As part of the activities surrounding the Millennium March on Washington, the HRC Foundation sponsored a fundraising concert at Washington, D.C.'s RFK Stadium on April 29, 2000. Billed as a concert to end hate crimes, "Equality Rocks" honored hate crime victims and their families, such as featured speakers Dennis and Judy Shepard, the parents of Matthew Shepard. The event included Melissa Etheridge, Garth Brooks, Pet Shop Boys, k.d. lang, Nathan Lane, Rufus Wainwright, Albita Rodríguez, and Chaka Khan.

Elizabeth Birch's successor, Cheryl Jacques, resigned in November 2004 after only 11 months as executive director. Jacques said she had resigned over "a difference in management philosophy".

In March 2005, HRC announced the appointment of Joe Solmonese as the president. He served in that position until stepping down in May 2012 to co-chair the Barack Obama presidential campaign.

HRC launched its Religion and Faith Program in 2005 to mobilize clergy to advocate for LGBT people, and helped form DC Clergy United for Marriage Equality, which was involved in the legalization of same-sex marriage in the District of Columbia. On March 10, 2010, the first legally recognized same-sex weddings in the District of Columbia were held at the headquarters of the Human Rights Campaign.

On August 9, 2007, HRC and Logo TV co-hosted a forum for 2008 Democratic presidential candidates dedicated specifically to LGBT issues.

In 2010, HRC lobbied for the repeal of the United States ban on HIV-positive people's entry into the country for travel or immigration.
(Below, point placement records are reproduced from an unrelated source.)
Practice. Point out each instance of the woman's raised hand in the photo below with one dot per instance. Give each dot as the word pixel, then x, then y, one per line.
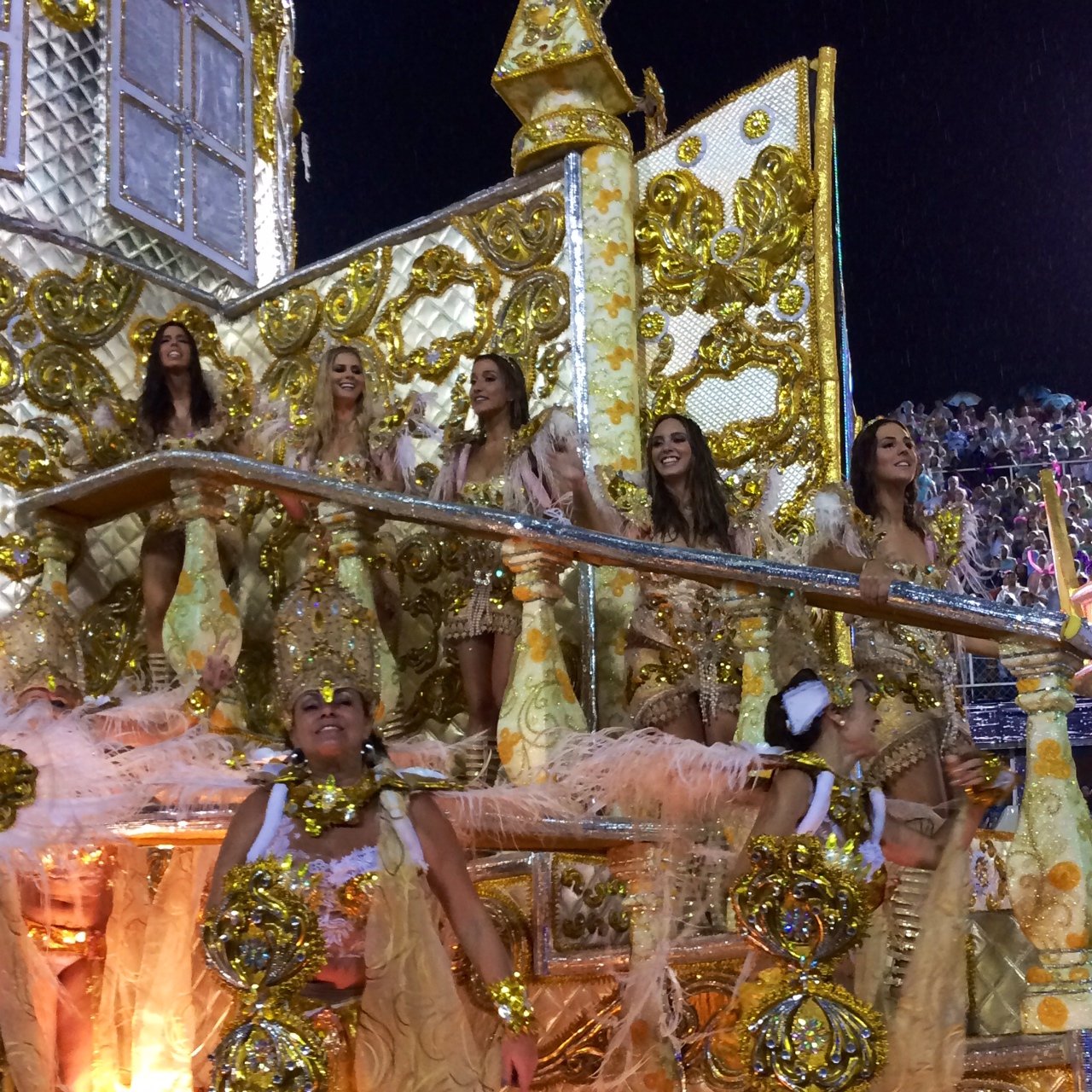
pixel 568 470
pixel 876 581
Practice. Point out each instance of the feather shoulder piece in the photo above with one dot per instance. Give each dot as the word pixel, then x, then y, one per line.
pixel 839 522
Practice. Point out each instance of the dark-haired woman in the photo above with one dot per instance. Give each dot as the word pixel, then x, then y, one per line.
pixel 503 464
pixel 383 996
pixel 683 673
pixel 176 408
pixel 880 533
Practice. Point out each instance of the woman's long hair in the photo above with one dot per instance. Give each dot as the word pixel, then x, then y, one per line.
pixel 708 492
pixel 519 410
pixel 321 430
pixel 863 475
pixel 156 406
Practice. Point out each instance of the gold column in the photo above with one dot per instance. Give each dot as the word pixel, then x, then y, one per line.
pixel 1051 861
pixel 55 543
pixel 201 617
pixel 608 195
pixel 354 554
pixel 753 613
pixel 647 870
pixel 539 705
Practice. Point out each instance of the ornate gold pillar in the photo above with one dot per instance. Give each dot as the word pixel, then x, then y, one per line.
pixel 354 554
pixel 558 75
pixel 202 617
pixel 753 612
pixel 55 543
pixel 539 705
pixel 607 299
pixel 646 870
pixel 1051 861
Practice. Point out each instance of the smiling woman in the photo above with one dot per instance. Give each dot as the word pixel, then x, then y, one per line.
pixel 371 852
pixel 176 409
pixel 503 464
pixel 683 675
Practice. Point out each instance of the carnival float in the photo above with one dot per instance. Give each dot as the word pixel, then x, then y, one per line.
pixel 145 187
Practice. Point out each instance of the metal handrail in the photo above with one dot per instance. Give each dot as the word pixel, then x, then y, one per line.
pixel 136 485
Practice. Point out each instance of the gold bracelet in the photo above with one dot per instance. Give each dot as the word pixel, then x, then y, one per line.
pixel 200 701
pixel 998 782
pixel 510 996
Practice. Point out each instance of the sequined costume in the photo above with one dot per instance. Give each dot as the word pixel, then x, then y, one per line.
pixel 915 671
pixel 409 1029
pixel 166 531
pixel 478 587
pixel 679 640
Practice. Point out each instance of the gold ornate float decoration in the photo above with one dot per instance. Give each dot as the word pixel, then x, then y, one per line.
pixel 264 942
pixel 806 902
pixel 18 781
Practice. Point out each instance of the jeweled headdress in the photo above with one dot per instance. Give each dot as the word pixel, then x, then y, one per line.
pixel 39 646
pixel 323 638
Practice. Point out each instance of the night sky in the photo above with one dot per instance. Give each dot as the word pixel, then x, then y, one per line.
pixel 964 136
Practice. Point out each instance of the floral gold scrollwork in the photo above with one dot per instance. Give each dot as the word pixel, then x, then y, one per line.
pixel 71 15
pixel 69 380
pixel 26 464
pixel 236 386
pixel 730 347
pixel 269 23
pixel 351 300
pixel 18 557
pixel 519 235
pixel 709 1025
pixel 109 636
pixel 291 379
pixel 537 311
pixel 806 902
pixel 694 262
pixel 18 783
pixel 576 1057
pixel 288 322
pixel 85 311
pixel 65 379
pixel 11 371
pixel 433 274
pixel 589 903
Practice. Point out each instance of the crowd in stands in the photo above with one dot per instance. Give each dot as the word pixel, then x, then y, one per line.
pixel 991 461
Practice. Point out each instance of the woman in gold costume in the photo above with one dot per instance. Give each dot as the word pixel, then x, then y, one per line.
pixel 683 674
pixel 176 409
pixel 819 728
pixel 373 852
pixel 502 465
pixel 344 440
pixel 820 833
pixel 881 534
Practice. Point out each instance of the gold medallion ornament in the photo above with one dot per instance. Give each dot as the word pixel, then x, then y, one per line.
pixel 322 805
pixel 806 902
pixel 18 782
pixel 323 638
pixel 264 942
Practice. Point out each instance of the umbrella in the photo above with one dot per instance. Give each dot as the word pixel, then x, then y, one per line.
pixel 1034 392
pixel 1056 401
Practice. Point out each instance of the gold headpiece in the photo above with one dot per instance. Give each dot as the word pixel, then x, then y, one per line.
pixel 39 646
pixel 323 638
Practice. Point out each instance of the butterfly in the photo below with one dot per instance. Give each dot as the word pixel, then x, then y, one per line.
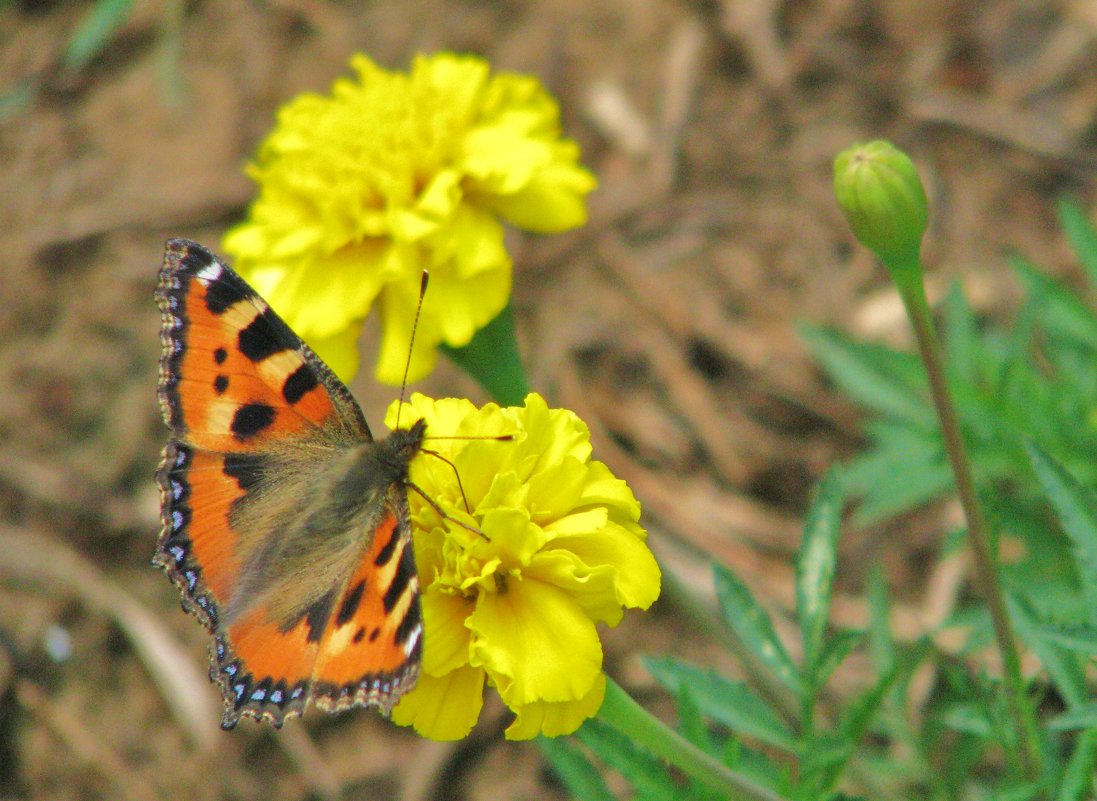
pixel 285 525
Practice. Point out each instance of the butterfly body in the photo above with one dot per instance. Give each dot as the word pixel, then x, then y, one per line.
pixel 285 523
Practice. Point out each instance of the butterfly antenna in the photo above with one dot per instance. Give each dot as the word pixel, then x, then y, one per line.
pixel 415 327
pixel 456 475
pixel 441 512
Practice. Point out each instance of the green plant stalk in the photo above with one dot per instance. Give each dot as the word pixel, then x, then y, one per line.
pixel 621 712
pixel 907 277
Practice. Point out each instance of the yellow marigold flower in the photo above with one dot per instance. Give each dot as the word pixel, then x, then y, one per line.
pixel 517 606
pixel 361 190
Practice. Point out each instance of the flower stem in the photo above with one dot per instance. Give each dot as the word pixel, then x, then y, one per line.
pixel 986 574
pixel 493 359
pixel 621 712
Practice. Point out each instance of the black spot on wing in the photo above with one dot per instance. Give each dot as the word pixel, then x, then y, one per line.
pixel 405 572
pixel 350 604
pixel 251 419
pixel 246 469
pixel 317 615
pixel 411 621
pixel 221 294
pixel 259 339
pixel 302 381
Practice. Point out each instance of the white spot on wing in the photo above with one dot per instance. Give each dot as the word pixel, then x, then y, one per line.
pixel 409 645
pixel 210 273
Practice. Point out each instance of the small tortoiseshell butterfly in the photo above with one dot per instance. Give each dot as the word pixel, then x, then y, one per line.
pixel 285 523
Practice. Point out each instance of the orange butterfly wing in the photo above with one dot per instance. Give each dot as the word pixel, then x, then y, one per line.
pixel 257 420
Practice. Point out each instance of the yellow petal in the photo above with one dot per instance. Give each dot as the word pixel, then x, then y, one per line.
pixel 443 707
pixel 339 351
pixel 637 574
pixel 445 638
pixel 535 642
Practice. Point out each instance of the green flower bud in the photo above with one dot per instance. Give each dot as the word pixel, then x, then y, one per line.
pixel 881 194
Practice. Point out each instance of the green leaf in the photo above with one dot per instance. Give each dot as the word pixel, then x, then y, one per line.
pixel 99 24
pixel 644 771
pixel 1065 668
pixel 493 359
pixel 963 348
pixel 834 652
pixel 583 780
pixel 1084 717
pixel 881 641
pixel 880 379
pixel 969 719
pixel 754 625
pixel 860 712
pixel 1081 235
pixel 906 469
pixel 815 565
pixel 1061 311
pixel 822 763
pixel 1077 782
pixel 730 702
pixel 1078 638
pixel 690 722
pixel 1076 508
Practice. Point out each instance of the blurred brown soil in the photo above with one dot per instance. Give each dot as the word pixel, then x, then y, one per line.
pixel 667 323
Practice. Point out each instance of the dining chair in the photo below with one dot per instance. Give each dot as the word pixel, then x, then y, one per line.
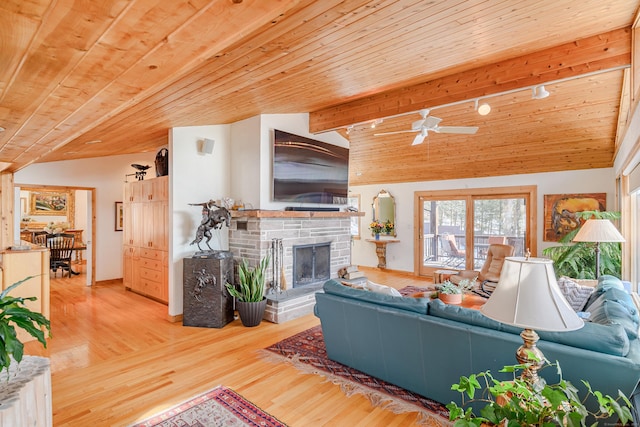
pixel 61 247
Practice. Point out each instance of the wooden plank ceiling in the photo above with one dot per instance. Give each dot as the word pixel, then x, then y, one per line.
pixel 81 78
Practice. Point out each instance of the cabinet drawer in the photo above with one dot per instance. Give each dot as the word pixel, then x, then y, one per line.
pixel 151 253
pixel 152 264
pixel 151 275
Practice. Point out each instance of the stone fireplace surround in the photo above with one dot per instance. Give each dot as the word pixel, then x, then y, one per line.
pixel 251 234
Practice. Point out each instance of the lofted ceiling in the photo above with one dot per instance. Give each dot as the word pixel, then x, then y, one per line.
pixel 81 78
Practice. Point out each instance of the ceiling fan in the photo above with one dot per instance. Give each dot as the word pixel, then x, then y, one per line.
pixel 431 123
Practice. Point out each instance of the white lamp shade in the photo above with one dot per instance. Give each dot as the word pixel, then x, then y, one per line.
pixel 598 230
pixel 527 296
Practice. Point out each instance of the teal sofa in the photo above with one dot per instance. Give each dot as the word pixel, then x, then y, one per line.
pixel 425 345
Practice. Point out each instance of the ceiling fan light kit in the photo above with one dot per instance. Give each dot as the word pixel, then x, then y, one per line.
pixel 431 123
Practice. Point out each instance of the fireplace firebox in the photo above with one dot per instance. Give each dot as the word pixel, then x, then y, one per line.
pixel 311 264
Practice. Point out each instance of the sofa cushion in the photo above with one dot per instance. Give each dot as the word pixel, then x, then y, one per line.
pixel 608 339
pixel 417 305
pixel 575 294
pixel 382 289
pixel 614 306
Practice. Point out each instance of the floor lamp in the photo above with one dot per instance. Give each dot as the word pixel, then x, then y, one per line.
pixel 598 230
pixel 527 296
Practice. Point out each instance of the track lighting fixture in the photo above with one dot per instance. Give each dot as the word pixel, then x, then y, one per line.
pixel 539 92
pixel 482 109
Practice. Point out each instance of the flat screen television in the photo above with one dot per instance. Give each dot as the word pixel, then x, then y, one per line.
pixel 309 171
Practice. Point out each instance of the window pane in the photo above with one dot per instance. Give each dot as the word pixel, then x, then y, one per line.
pixel 498 221
pixel 444 233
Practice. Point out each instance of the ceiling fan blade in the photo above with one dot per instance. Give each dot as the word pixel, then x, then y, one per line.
pixel 417 125
pixel 468 130
pixel 393 133
pixel 432 122
pixel 419 139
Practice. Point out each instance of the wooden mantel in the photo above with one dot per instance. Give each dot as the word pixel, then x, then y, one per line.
pixel 260 213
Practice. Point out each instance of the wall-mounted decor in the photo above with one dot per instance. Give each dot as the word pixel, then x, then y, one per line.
pixel 560 209
pixel 51 203
pixel 353 204
pixel 119 216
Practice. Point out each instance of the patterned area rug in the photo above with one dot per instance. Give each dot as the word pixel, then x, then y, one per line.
pixel 306 351
pixel 218 407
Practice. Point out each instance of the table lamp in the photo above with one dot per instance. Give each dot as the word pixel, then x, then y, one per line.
pixel 527 295
pixel 598 230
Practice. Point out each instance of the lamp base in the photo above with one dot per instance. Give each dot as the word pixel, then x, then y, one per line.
pixel 531 355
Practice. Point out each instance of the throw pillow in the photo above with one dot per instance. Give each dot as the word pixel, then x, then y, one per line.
pixel 382 289
pixel 575 294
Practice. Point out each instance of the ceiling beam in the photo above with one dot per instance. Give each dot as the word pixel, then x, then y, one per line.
pixel 596 53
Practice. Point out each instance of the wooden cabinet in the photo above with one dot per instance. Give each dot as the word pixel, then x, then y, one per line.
pixel 146 238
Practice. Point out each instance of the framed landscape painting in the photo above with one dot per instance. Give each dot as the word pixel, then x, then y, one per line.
pixel 50 203
pixel 560 210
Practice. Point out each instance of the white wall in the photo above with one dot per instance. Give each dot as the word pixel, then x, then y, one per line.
pixel 107 175
pixel 400 255
pixel 194 178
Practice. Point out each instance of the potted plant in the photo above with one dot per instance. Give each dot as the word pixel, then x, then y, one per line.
pixel 249 293
pixel 450 293
pixel 577 260
pixel 517 403
pixel 14 313
pixel 388 227
pixel 376 228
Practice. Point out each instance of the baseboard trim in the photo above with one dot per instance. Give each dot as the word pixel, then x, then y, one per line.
pixel 174 319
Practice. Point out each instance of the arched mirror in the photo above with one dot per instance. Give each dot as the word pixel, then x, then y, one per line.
pixel 384 211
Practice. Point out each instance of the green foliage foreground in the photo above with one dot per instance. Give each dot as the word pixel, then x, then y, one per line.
pixel 521 404
pixel 14 313
pixel 250 281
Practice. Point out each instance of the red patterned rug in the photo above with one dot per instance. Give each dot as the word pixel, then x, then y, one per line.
pixel 218 407
pixel 306 351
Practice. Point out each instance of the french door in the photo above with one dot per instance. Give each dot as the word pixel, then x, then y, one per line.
pixel 455 228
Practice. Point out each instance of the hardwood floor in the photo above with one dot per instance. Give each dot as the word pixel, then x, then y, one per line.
pixel 116 359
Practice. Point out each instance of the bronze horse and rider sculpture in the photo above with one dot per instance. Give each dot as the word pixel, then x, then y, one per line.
pixel 211 219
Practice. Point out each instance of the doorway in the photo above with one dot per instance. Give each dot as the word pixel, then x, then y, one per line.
pixel 72 207
pixel 455 228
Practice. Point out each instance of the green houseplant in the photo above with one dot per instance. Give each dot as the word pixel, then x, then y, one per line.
pixel 14 313
pixel 577 260
pixel 451 293
pixel 515 403
pixel 249 292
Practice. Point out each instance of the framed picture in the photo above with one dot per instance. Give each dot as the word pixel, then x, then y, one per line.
pixel 50 203
pixel 353 203
pixel 119 216
pixel 560 209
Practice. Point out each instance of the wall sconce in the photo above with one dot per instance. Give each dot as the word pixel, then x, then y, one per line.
pixel 539 92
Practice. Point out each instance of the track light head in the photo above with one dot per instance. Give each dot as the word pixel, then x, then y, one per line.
pixel 484 109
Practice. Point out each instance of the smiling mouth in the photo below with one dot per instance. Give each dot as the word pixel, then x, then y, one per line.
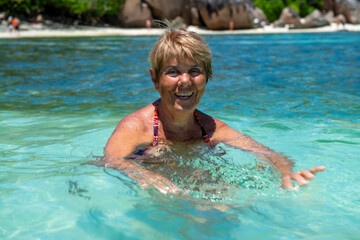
pixel 184 96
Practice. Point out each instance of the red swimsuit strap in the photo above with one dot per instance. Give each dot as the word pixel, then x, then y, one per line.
pixel 155 142
pixel 156 127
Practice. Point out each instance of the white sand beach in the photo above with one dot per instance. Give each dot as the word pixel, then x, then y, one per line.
pixel 40 30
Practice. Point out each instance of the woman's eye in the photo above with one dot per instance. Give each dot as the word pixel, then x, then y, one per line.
pixel 195 72
pixel 173 72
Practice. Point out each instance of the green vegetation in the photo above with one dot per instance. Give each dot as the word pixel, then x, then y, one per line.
pixel 92 11
pixel 87 10
pixel 273 8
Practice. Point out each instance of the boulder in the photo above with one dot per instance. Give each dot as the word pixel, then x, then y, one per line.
pixel 215 16
pixel 220 14
pixel 329 16
pixel 288 17
pixel 135 14
pixel 195 17
pixel 350 9
pixel 162 9
pixel 354 10
pixel 315 19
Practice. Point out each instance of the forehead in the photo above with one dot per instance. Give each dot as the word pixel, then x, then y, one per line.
pixel 176 62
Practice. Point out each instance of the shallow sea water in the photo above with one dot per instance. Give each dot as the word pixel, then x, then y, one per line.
pixel 60 100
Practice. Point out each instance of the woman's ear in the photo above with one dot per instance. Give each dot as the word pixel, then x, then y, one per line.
pixel 153 78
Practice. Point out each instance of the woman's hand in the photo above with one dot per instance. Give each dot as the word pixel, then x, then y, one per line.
pixel 300 177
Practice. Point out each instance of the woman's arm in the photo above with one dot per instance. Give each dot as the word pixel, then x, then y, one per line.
pixel 233 138
pixel 130 133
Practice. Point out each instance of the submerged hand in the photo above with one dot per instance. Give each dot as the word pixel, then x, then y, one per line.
pixel 300 177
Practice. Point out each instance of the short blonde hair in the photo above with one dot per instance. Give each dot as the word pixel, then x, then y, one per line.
pixel 181 44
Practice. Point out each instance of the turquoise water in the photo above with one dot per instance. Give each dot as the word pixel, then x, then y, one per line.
pixel 60 100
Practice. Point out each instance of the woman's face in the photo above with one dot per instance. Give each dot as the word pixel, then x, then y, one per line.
pixel 181 84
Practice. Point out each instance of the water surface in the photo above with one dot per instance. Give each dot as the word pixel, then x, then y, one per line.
pixel 60 100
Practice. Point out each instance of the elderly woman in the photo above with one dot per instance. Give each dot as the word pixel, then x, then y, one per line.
pixel 180 69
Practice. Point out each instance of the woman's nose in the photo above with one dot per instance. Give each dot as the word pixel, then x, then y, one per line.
pixel 184 78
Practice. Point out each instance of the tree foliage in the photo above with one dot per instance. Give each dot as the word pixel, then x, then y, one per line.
pixel 81 9
pixel 273 8
pixel 93 10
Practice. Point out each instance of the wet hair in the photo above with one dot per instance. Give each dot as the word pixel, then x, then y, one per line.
pixel 183 45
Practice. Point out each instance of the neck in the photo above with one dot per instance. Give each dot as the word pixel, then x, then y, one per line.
pixel 176 125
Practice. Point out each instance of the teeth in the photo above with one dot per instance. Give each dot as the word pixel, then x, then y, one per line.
pixel 183 94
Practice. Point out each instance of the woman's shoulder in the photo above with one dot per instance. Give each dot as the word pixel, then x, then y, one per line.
pixel 209 121
pixel 139 119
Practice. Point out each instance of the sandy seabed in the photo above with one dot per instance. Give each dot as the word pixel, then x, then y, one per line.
pixel 34 31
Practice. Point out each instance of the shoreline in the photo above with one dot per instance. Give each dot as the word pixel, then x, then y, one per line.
pixel 39 31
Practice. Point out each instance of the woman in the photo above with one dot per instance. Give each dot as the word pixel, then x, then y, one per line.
pixel 180 69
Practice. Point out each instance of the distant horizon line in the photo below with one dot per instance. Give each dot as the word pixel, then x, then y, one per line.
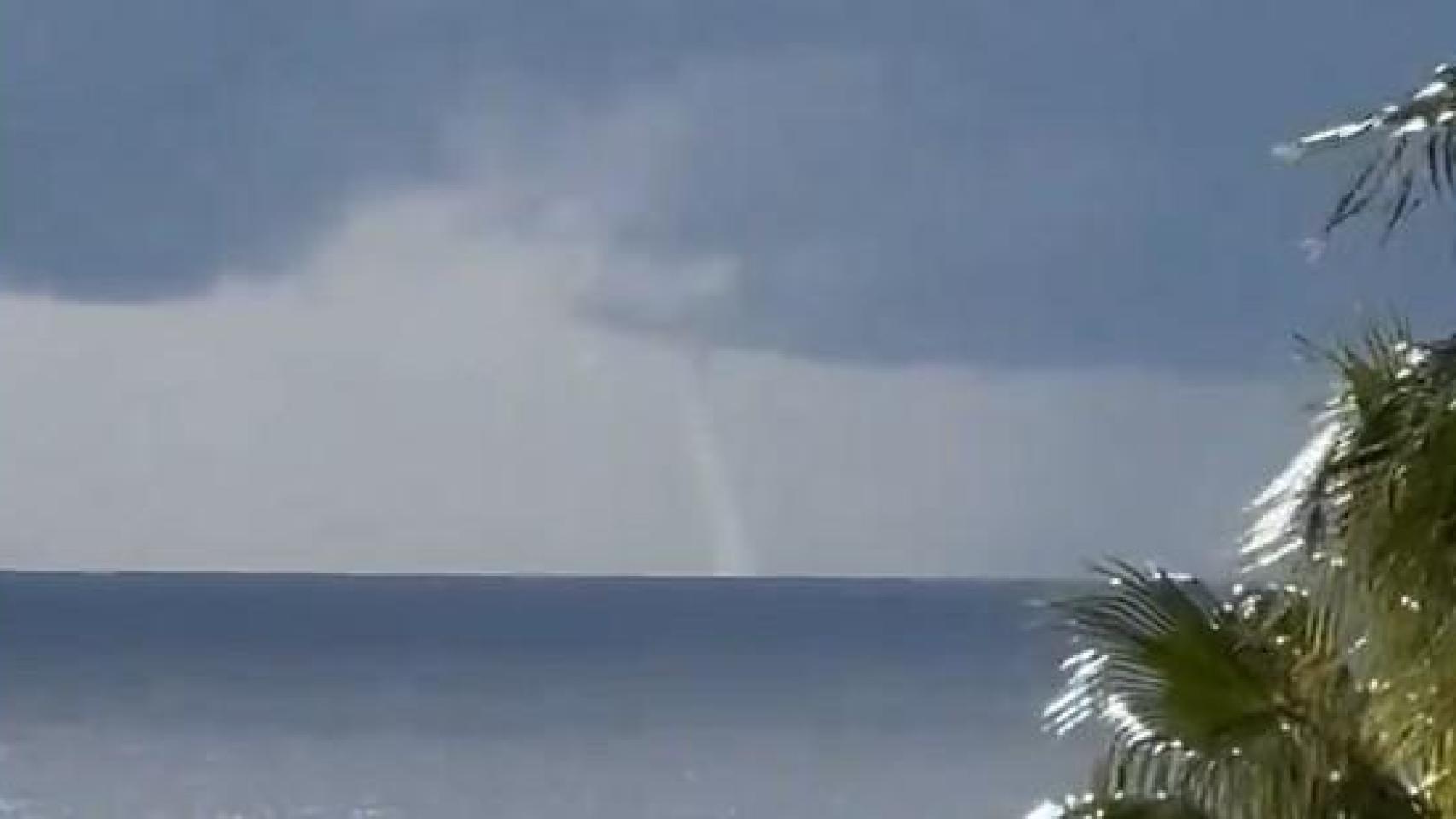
pixel 602 577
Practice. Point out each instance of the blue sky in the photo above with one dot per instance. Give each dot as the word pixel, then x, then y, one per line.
pixel 985 288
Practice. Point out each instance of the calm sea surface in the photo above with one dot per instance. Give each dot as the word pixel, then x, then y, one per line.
pixel 183 695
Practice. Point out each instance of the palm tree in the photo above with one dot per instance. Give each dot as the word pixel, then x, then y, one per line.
pixel 1328 688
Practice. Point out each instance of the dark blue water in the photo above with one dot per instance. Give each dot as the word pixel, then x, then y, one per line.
pixel 428 697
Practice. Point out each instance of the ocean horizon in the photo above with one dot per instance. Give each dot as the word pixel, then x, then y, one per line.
pixel 278 695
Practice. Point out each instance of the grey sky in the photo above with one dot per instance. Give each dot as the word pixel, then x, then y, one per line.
pixel 416 286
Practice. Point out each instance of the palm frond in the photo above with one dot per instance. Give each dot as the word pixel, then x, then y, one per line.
pixel 1228 706
pixel 1417 153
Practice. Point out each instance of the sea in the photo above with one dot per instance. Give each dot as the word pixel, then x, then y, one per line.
pixel 248 697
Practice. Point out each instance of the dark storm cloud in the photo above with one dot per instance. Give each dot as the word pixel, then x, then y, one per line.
pixel 1005 183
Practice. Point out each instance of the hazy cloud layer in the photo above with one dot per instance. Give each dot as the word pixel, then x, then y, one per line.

In September 2011, it was announced that Joe Solmonese would step down as president of HRC following the end of his contract in 2012. Despite initial speculation that former Atlanta City Council president Cathy Woolard would be appointed, no replacement was announced until March 2, 2012, when American Foundation for Equal Rights co-founder Chad Griffin was announced as Solmonese's successor. Griffin took office on June 11, 2012.

In 2012, HRC said that it had raised and contributed $20 million to re-elect President Obama and to advance same-sex marriage. In addition to the Obama re-election campaign, HRC spent money on marriage-related ballot measures in Washington, Maine, Maryland and Minnesota, and the election of Democratic Senator Tammy Baldwin in Wisconsin.

In 2013, HRC conducted a postcard campaign in support of the Employment Non-Discrimination Act (ENDA).

In 2019, HRC joined with 42 other religious and allied organizations in issuing a statement opposing Project Blitz, an effort by a coalition of Christian right organizations to influence state legislation.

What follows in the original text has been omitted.